Il 27 gennaio ricorrerà il 30° anniversario della “svolta di Fiuggi’’. In quella ridente cittadina termale ebbe luogo, prima, l’ultimo congresso nazionale (il XVII) del MSI-DN e di conseguenza il congresso costituente della nuova Alleanza nazionale (AN). Fu una sorta di ‘’Bolognina’’ del MSI che, prigioniero del passato, era rimasto al di fuori del cosiddetto arco costituzionale prima che Silvio Berlusconi lo sdoganasse associandolo alla clamorosa e inattesa vittoria elettorale del 1994 e portando alcuni suoi esponenti al governo del paese.

La “svolta” indirizzò il partito verso la destra conservatrice ed europeista, dismettendo i riferimenti ideologici al fascismo al fine di qualificarsi come forza politica legittimata a governare. Gianfranco Fini, ultimo segretario del MSI-DN, seguendo le intuizioni di Domenico Fisichella (che fu vice presidente del Consiglio del Berlusconi 1), aveva capito che occorreva mettere a frutto senza perdere tempo l’opportunità che gli era stata fornita nel contesto dell’Alleanza del Buon Governo, la formazione che il Cav aveva costituito con il MSI a fianco della Casa della libertà nella quale Forza Italia stava insieme alla Lega. Come Occhetto anche Fini ebbe il suo Armando Cossutta: Pino Rauti, da sempre animatore dell’ala sociale del partito, unitamente ad altri esponenti, non accettò questo cambiamento.

Giorgia Meloni aderì alla svolta di Fiuggi e, successivamente, al Popolo della libertà (PdL), il partito bicefalo – voluto da Silvio Berlusconi – che stravinse nelle elezioni del 2008 per frantumarsi pochi anni dopo a causa del venire meno dell’intesa tra i due leader fondatori. In quegli anni di confuso declino della coalizione di centro/destra, Meloni si aggrappò al salvagente di FdI di cui è presidente dall’8 marzo 2014. In verità, nei suoi primi anni di vita, quello di Meloni rimase un partito di nicchia sovranpopulista e movimentista destinato ad un ruolo di mera testimonianza, senza nemmeno prendersi troppo sul serio. Poi nella XVIII legislatura – quella in cui successe di tutto, a livello delle maggioranze e dei governi – il partito di Giorgia Meloni è entrato nell’agone, con poco più del 5% dei voti, ma ne è uscito con una percentuale che, alle elezioni della XIX, ha sfiorato, come primo partito, il 30%.

Osservando le vicende della legislatura precedente trascorsa tutta all’opposizione, Meloni si era resa conto che per governare l’Italia vi sono delle linee rosse da non valicare.
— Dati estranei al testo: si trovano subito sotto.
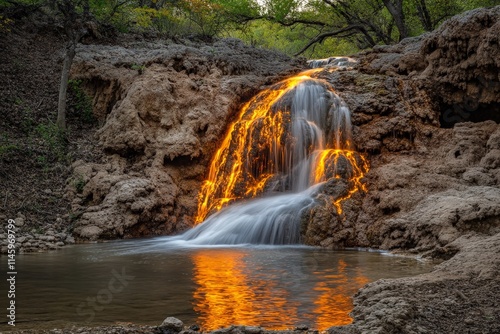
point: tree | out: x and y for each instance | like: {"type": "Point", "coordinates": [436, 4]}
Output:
{"type": "Point", "coordinates": [74, 24]}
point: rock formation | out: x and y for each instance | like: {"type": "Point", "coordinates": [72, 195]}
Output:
{"type": "Point", "coordinates": [434, 155]}
{"type": "Point", "coordinates": [164, 108]}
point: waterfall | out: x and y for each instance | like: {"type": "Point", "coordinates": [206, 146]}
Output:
{"type": "Point", "coordinates": [287, 141]}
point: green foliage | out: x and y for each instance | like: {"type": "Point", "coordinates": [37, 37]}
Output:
{"type": "Point", "coordinates": [79, 184]}
{"type": "Point", "coordinates": [6, 146]}
{"type": "Point", "coordinates": [286, 25]}
{"type": "Point", "coordinates": [53, 140]}
{"type": "Point", "coordinates": [82, 102]}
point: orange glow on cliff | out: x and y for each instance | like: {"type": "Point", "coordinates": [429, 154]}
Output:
{"type": "Point", "coordinates": [256, 151]}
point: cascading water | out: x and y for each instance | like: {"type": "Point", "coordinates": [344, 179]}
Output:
{"type": "Point", "coordinates": [288, 142]}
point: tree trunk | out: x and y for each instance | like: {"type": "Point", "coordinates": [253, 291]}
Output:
{"type": "Point", "coordinates": [395, 7]}
{"type": "Point", "coordinates": [424, 15]}
{"type": "Point", "coordinates": [63, 88]}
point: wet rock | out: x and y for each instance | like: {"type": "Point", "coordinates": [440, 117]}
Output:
{"type": "Point", "coordinates": [172, 323]}
{"type": "Point", "coordinates": [19, 222]}
{"type": "Point", "coordinates": [160, 130]}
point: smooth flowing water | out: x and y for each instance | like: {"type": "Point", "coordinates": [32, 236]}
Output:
{"type": "Point", "coordinates": [144, 281]}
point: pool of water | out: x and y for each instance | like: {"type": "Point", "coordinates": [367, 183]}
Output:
{"type": "Point", "coordinates": [145, 281]}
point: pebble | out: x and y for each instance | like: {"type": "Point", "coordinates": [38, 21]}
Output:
{"type": "Point", "coordinates": [253, 330]}
{"type": "Point", "coordinates": [19, 221]}
{"type": "Point", "coordinates": [172, 323]}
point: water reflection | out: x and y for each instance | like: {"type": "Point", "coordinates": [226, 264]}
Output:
{"type": "Point", "coordinates": [236, 288]}
{"type": "Point", "coordinates": [275, 287]}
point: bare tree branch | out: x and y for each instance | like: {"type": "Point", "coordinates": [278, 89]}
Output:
{"type": "Point", "coordinates": [351, 30]}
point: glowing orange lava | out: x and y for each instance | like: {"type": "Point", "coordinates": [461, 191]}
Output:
{"type": "Point", "coordinates": [257, 150]}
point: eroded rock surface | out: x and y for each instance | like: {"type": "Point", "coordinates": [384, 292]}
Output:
{"type": "Point", "coordinates": [164, 109]}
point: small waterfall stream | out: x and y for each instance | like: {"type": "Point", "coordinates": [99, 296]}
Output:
{"type": "Point", "coordinates": [288, 141]}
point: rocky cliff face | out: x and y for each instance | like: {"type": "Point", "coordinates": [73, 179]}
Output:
{"type": "Point", "coordinates": [425, 113]}
{"type": "Point", "coordinates": [163, 110]}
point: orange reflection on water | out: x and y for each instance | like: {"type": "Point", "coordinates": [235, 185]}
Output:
{"type": "Point", "coordinates": [226, 295]}
{"type": "Point", "coordinates": [231, 291]}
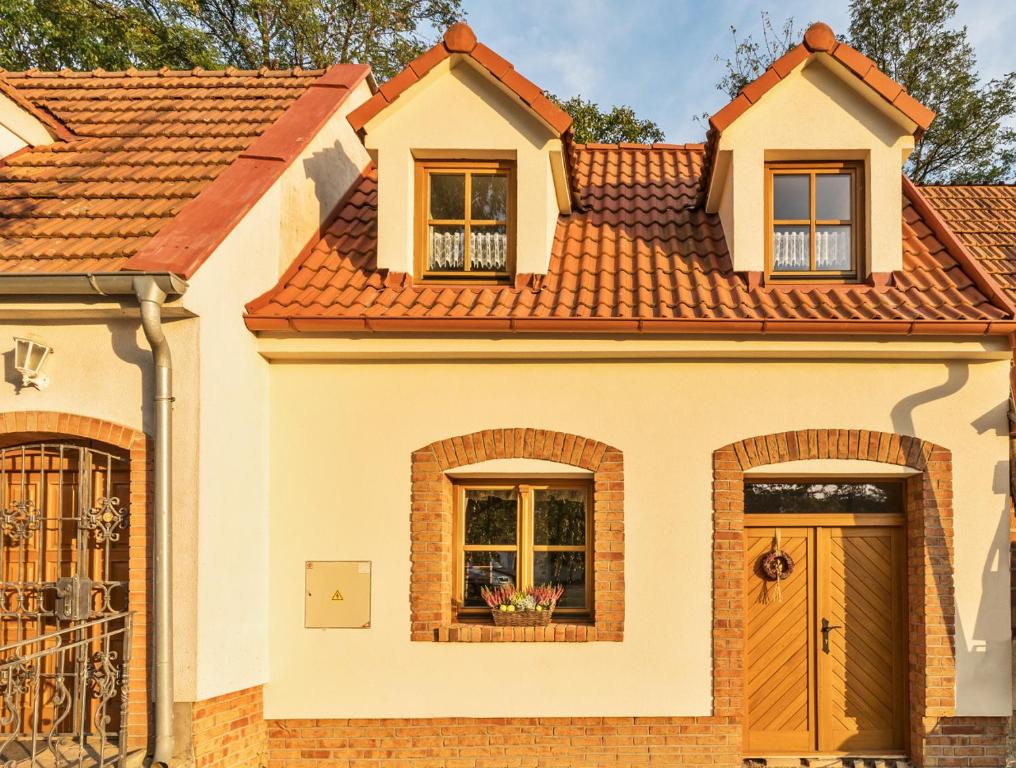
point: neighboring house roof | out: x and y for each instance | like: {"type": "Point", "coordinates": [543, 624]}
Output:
{"type": "Point", "coordinates": [983, 218]}
{"type": "Point", "coordinates": [138, 147]}
{"type": "Point", "coordinates": [642, 256]}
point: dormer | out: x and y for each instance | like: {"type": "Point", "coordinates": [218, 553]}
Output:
{"type": "Point", "coordinates": [21, 124]}
{"type": "Point", "coordinates": [807, 163]}
{"type": "Point", "coordinates": [472, 167]}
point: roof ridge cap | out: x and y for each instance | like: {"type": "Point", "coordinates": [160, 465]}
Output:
{"type": "Point", "coordinates": [228, 71]}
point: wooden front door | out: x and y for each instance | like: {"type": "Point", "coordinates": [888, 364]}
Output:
{"type": "Point", "coordinates": [826, 659]}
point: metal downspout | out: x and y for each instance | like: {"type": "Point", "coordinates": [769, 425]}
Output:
{"type": "Point", "coordinates": [150, 298]}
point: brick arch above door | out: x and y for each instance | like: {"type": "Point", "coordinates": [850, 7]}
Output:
{"type": "Point", "coordinates": [930, 552]}
{"type": "Point", "coordinates": [40, 426]}
{"type": "Point", "coordinates": [431, 532]}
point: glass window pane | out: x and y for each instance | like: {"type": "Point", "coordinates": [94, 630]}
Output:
{"type": "Point", "coordinates": [448, 196]}
{"type": "Point", "coordinates": [491, 517]}
{"type": "Point", "coordinates": [832, 196]}
{"type": "Point", "coordinates": [559, 516]}
{"type": "Point", "coordinates": [489, 248]}
{"type": "Point", "coordinates": [490, 197]}
{"type": "Point", "coordinates": [790, 196]}
{"type": "Point", "coordinates": [490, 569]}
{"type": "Point", "coordinates": [565, 568]}
{"type": "Point", "coordinates": [851, 498]}
{"type": "Point", "coordinates": [447, 248]}
{"type": "Point", "coordinates": [791, 249]}
{"type": "Point", "coordinates": [832, 248]}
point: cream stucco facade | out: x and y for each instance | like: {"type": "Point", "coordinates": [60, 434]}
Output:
{"type": "Point", "coordinates": [342, 432]}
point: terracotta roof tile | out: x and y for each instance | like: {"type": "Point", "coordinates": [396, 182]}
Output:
{"type": "Point", "coordinates": [136, 147]}
{"type": "Point", "coordinates": [643, 251]}
{"type": "Point", "coordinates": [983, 218]}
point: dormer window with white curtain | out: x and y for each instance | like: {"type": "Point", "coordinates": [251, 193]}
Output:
{"type": "Point", "coordinates": [813, 220]}
{"type": "Point", "coordinates": [464, 221]}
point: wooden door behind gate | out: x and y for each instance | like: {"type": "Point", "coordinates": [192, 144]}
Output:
{"type": "Point", "coordinates": [63, 515]}
{"type": "Point", "coordinates": [825, 662]}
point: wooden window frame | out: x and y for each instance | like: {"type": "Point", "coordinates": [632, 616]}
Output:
{"type": "Point", "coordinates": [524, 532]}
{"type": "Point", "coordinates": [424, 170]}
{"type": "Point", "coordinates": [855, 170]}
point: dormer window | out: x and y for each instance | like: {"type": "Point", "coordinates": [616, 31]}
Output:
{"type": "Point", "coordinates": [464, 220]}
{"type": "Point", "coordinates": [812, 211]}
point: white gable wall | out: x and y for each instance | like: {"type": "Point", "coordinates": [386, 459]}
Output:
{"type": "Point", "coordinates": [232, 582]}
{"type": "Point", "coordinates": [455, 112]}
{"type": "Point", "coordinates": [818, 112]}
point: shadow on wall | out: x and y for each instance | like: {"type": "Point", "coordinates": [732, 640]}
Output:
{"type": "Point", "coordinates": [987, 648]}
{"type": "Point", "coordinates": [332, 172]}
{"type": "Point", "coordinates": [124, 342]}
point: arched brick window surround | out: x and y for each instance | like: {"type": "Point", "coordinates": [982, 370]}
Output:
{"type": "Point", "coordinates": [932, 677]}
{"type": "Point", "coordinates": [431, 530]}
{"type": "Point", "coordinates": [30, 426]}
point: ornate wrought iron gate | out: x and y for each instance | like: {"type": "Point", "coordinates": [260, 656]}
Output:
{"type": "Point", "coordinates": [63, 584]}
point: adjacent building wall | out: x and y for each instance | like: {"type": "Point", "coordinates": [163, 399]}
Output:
{"type": "Point", "coordinates": [101, 367]}
{"type": "Point", "coordinates": [342, 434]}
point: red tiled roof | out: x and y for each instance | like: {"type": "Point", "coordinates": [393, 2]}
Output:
{"type": "Point", "coordinates": [139, 147]}
{"type": "Point", "coordinates": [983, 218]}
{"type": "Point", "coordinates": [643, 256]}
{"type": "Point", "coordinates": [459, 39]}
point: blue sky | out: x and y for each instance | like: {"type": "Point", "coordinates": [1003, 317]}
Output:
{"type": "Point", "coordinates": [658, 55]}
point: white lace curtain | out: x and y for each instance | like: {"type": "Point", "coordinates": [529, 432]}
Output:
{"type": "Point", "coordinates": [488, 251]}
{"type": "Point", "coordinates": [790, 250]}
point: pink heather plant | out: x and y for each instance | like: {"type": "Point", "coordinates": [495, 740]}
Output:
{"type": "Point", "coordinates": [544, 595]}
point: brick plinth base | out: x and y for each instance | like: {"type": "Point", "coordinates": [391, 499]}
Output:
{"type": "Point", "coordinates": [228, 731]}
{"type": "Point", "coordinates": [506, 743]}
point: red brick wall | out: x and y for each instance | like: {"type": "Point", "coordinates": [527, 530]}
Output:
{"type": "Point", "coordinates": [230, 731]}
{"type": "Point", "coordinates": [504, 743]}
{"type": "Point", "coordinates": [431, 533]}
{"type": "Point", "coordinates": [27, 426]}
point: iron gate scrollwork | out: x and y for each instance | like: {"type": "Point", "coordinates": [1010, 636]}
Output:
{"type": "Point", "coordinates": [64, 626]}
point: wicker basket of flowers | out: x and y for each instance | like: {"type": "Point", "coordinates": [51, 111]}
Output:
{"type": "Point", "coordinates": [532, 606]}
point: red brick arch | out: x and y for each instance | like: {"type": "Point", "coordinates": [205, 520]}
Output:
{"type": "Point", "coordinates": [431, 532]}
{"type": "Point", "coordinates": [30, 426]}
{"type": "Point", "coordinates": [935, 732]}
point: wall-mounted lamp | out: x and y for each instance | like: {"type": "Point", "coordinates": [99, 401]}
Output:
{"type": "Point", "coordinates": [29, 357]}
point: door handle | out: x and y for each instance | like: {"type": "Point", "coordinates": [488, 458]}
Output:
{"type": "Point", "coordinates": [826, 628]}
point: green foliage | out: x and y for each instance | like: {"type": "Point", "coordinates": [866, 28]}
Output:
{"type": "Point", "coordinates": [384, 34]}
{"type": "Point", "coordinates": [911, 42]}
{"type": "Point", "coordinates": [751, 56]}
{"type": "Point", "coordinates": [246, 34]}
{"type": "Point", "coordinates": [970, 140]}
{"type": "Point", "coordinates": [591, 124]}
{"type": "Point", "coordinates": [253, 34]}
{"type": "Point", "coordinates": [88, 34]}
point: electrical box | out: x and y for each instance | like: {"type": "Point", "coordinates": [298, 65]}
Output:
{"type": "Point", "coordinates": [337, 594]}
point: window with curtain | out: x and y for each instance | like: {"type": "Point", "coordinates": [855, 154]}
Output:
{"type": "Point", "coordinates": [813, 220]}
{"type": "Point", "coordinates": [464, 227]}
{"type": "Point", "coordinates": [523, 533]}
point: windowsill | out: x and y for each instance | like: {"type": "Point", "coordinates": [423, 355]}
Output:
{"type": "Point", "coordinates": [479, 630]}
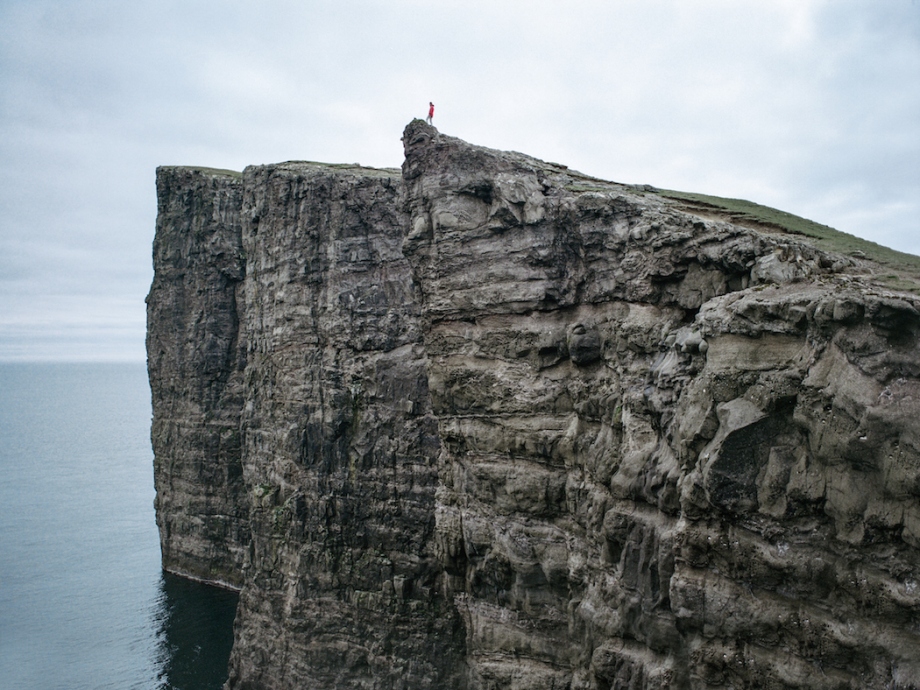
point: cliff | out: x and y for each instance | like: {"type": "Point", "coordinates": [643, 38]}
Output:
{"type": "Point", "coordinates": [492, 423]}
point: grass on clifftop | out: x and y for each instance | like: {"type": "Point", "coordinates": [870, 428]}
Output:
{"type": "Point", "coordinates": [896, 270]}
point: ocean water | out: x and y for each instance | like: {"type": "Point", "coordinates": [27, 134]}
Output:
{"type": "Point", "coordinates": [83, 601]}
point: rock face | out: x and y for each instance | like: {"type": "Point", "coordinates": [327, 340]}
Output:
{"type": "Point", "coordinates": [195, 358]}
{"type": "Point", "coordinates": [507, 426]}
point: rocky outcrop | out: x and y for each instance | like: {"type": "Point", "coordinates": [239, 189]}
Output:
{"type": "Point", "coordinates": [343, 589]}
{"type": "Point", "coordinates": [507, 426]}
{"type": "Point", "coordinates": [195, 359]}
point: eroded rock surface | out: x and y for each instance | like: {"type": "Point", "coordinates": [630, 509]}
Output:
{"type": "Point", "coordinates": [508, 426]}
{"type": "Point", "coordinates": [195, 359]}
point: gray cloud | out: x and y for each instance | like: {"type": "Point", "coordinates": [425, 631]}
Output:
{"type": "Point", "coordinates": [808, 105]}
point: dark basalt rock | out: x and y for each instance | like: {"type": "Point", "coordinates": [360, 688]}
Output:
{"type": "Point", "coordinates": [501, 425]}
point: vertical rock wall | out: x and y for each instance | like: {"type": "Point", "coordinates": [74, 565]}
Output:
{"type": "Point", "coordinates": [679, 453]}
{"type": "Point", "coordinates": [342, 587]}
{"type": "Point", "coordinates": [195, 359]}
{"type": "Point", "coordinates": [496, 424]}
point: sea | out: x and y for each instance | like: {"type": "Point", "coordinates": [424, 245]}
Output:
{"type": "Point", "coordinates": [84, 603]}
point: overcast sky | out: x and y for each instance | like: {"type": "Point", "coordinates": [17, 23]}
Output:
{"type": "Point", "coordinates": [811, 106]}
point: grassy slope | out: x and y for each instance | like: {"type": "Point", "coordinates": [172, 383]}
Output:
{"type": "Point", "coordinates": [893, 269]}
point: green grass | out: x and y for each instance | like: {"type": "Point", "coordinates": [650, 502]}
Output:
{"type": "Point", "coordinates": [895, 270]}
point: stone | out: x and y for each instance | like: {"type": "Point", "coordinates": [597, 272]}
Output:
{"type": "Point", "coordinates": [503, 425]}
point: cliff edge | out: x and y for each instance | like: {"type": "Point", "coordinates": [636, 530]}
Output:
{"type": "Point", "coordinates": [492, 423]}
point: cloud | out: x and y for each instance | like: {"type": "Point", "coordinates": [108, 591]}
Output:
{"type": "Point", "coordinates": [807, 105]}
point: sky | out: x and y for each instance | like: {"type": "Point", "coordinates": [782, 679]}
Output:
{"type": "Point", "coordinates": [810, 106]}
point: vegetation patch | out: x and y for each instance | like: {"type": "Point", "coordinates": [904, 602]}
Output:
{"type": "Point", "coordinates": [894, 270]}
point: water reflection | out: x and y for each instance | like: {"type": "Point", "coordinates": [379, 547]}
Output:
{"type": "Point", "coordinates": [195, 633]}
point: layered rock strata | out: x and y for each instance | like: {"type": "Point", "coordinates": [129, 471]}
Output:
{"type": "Point", "coordinates": [507, 426]}
{"type": "Point", "coordinates": [195, 359]}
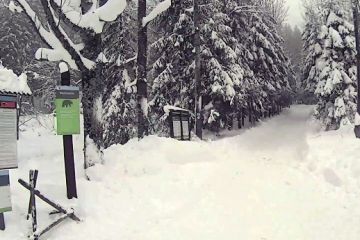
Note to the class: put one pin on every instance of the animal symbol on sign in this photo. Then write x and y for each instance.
(67, 103)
I partiti – la Lega e il M5S – che nella XVIII legislatura pensavano di poter cambiare le strade tracciate dalle generazioni precedenti, dovettero ricredersi, e arrendersi alla logica dell’adeguarsi o perire. Quando è venuto il suo turno, Giorgia è risalita alla lezione di Fini. Prima donna a entrare a Palazzo Chigi alla guida di un partito ‘’maledetto’’ le sue parole sono state ‘’hic manebimus optime’’. Anche a costo di imboscare il programma elettorale in cui erano raccolti i deliri dei decenni trascorsi all’opposizione. Si direbbe, quasi, che l’elettorato si aspettasse una benefica incoerenza. In nessun altro modo si spiega il perdurante consenso che sostiene la premier e il suo governo. Oggi, se FdI dovesse perdere dei voti ‘’nostalgici’’ non se ne accorgerebbe nessuno.

Per Giorgia Meloni è venuto il momento (le opportunità in politica si presentano inattese e svaniscono subito se sprecate) di decidere che cosa fare da grande: se accontentarsi di essere indicata nelle note dei sussidiari come la prima donna premier, oppure se diventare protagonista della storia, come colei che potrebbe cambiare il corso della politica italiana del XXI secolo. Meloni ha provato a realizzare questa ambizione a livello istituzionale con misure di riforma molto discutibili che potrebbero determinarne (Matteo Renzi docet) la caduta. Sarebbe comunque tempo perso: la trasformazione, per essere solida e duratura, deve avvenire negli assetti strutturali della politica.

In Italia manca un partito capace di svolgere il ruolo esercitato per cinquant’anni dalla Dc. Berlusconi ci ha provato, ma non è stato in grado di andare fino in fondo, anche per limiti personali che hanno dato filo da tessere ai pogrom delle procure. Per Giorgia – cresciuta a suo agio in quel “teatrino della politica’’ che annoiava il Cav – è venuto il momento di consolidare lo spazio guadagnato sul piano europeo e internazionale, tornando a Fiuggi. Per giocare in prima squadra deve aderire, armi e bagagli, al Partito popolare europeo abbandonando lungo il tragitto tutti i cadaveri del passato (fiamma tricolore compresa) alla mercè del branco di iene di sinistra che alla fine si troverà a rosicchiare solo ossa putrefatte.